12 points by y3sar 1087 days ago
I am a self taught programmer and ML engineer. At work I find myself usually downloading models from huggingaface and sometimes training them to get the job done. That is enough to impress people in my country. But I know I'm not a good ML engineer. I want to get good, real good, Andrej Karpathy good dare I say, How do I do it? I have done the Andrew Ng course and the Fast.ai course. Those got me into the field, but what do I do to thrive in this field. I really want to do some great work and help people. Great people from HN please tell me how can I level up as an ML engineer.

Thank you in advance

3 comments

Thank you for these my friend
> I really want to do some great work and help people.

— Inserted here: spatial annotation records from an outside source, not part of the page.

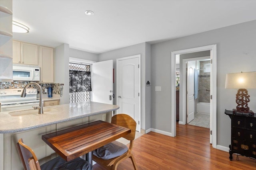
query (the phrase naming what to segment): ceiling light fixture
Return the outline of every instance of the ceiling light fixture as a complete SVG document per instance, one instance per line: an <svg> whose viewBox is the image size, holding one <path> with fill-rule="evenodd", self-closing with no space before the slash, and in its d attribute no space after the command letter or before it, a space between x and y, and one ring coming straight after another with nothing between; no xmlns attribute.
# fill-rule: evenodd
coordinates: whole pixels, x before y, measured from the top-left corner
<svg viewBox="0 0 256 170"><path fill-rule="evenodd" d="M28 33L29 28L16 21L12 21L12 32L19 33Z"/></svg>
<svg viewBox="0 0 256 170"><path fill-rule="evenodd" d="M94 13L93 11L87 10L84 12L88 16L93 16L94 14Z"/></svg>

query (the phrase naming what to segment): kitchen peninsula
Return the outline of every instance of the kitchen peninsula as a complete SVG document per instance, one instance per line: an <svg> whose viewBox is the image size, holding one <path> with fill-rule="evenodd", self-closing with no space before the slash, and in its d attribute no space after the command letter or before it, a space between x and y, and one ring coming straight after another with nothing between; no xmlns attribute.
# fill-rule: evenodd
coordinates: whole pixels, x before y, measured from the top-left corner
<svg viewBox="0 0 256 170"><path fill-rule="evenodd" d="M32 149L38 158L40 159L40 164L43 164L56 154L41 139L42 135L61 129L102 120L102 114L106 113L108 115L106 120L110 121L111 111L119 108L116 105L92 102L44 108L47 107L52 109L42 114L13 116L9 113L14 111L0 112L0 170L22 169L16 147L20 138L22 137L24 143Z"/></svg>

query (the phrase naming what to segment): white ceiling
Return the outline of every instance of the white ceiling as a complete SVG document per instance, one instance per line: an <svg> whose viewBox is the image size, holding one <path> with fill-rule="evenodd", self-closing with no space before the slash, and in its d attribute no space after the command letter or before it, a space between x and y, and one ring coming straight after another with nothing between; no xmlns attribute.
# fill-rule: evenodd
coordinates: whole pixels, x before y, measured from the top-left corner
<svg viewBox="0 0 256 170"><path fill-rule="evenodd" d="M13 39L98 54L255 20L256 9L255 0L13 0L13 20L30 29Z"/></svg>

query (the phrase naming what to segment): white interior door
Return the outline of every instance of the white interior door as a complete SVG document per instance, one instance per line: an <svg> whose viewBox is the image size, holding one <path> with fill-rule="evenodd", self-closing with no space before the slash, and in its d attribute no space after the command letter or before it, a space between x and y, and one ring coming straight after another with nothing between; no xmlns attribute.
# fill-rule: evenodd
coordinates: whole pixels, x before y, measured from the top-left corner
<svg viewBox="0 0 256 170"><path fill-rule="evenodd" d="M211 61L212 61L213 54L212 50L210 50L210 58ZM211 73L210 78L210 143L212 144L212 88L213 84L212 73L213 72L212 68L212 62L211 62ZM210 97L212 96L212 97Z"/></svg>
<svg viewBox="0 0 256 170"><path fill-rule="evenodd" d="M137 57L134 57L138 56ZM140 55L117 59L117 113L125 113L137 123L136 131L140 131Z"/></svg>
<svg viewBox="0 0 256 170"><path fill-rule="evenodd" d="M187 71L187 123L194 118L194 69L196 67L196 61L188 62Z"/></svg>
<svg viewBox="0 0 256 170"><path fill-rule="evenodd" d="M94 63L92 74L92 101L113 104L113 60Z"/></svg>

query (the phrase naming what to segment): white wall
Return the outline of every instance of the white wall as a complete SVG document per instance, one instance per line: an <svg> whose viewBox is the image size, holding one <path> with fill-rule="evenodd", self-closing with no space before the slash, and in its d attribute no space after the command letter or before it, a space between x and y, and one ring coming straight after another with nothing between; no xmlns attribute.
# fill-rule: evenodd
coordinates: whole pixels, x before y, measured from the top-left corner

Have you looked into ML compilation?

https://github.com/merrymercy/awesome-tensor-compilers

IMO there is low hanging fruit in the space between high performance ML compilers/runtimes and the actual projects people use. If you practice porting projects you use to these frameworks, that would give you a massive performance edge.

So porting architectures for these compilation libraries. I was already doing this for tinygrad. Was trying to port a vq vae model. But I guess tiny grad is not ML compilation. Thank you for this.
What does thriving in this field look like to you? Getting a job at a certain company, getting a certain type of job, making a side project that reaches a certain level of success, making a startup that reaches a certain level, just having fun and making things you love, making things that a handful of users love, something else
By thriving what I meant was be a really skillful person in the field. But to answer your question definitely building things a handful of people love is my goal. Can you tell me how to improve ML skills?
> But to answer your question definitely building things a handful of people love is my goal.

If that's your goal, then you might be better served by finding a group of users that you care about and can reach, understanding them deeply, and then only learning what you need to better solve the problems that really matter to them. You might end up needing to learn ML skills, you might end up needing to learn design, sales, copywriting, other domain-specific skills, and so on.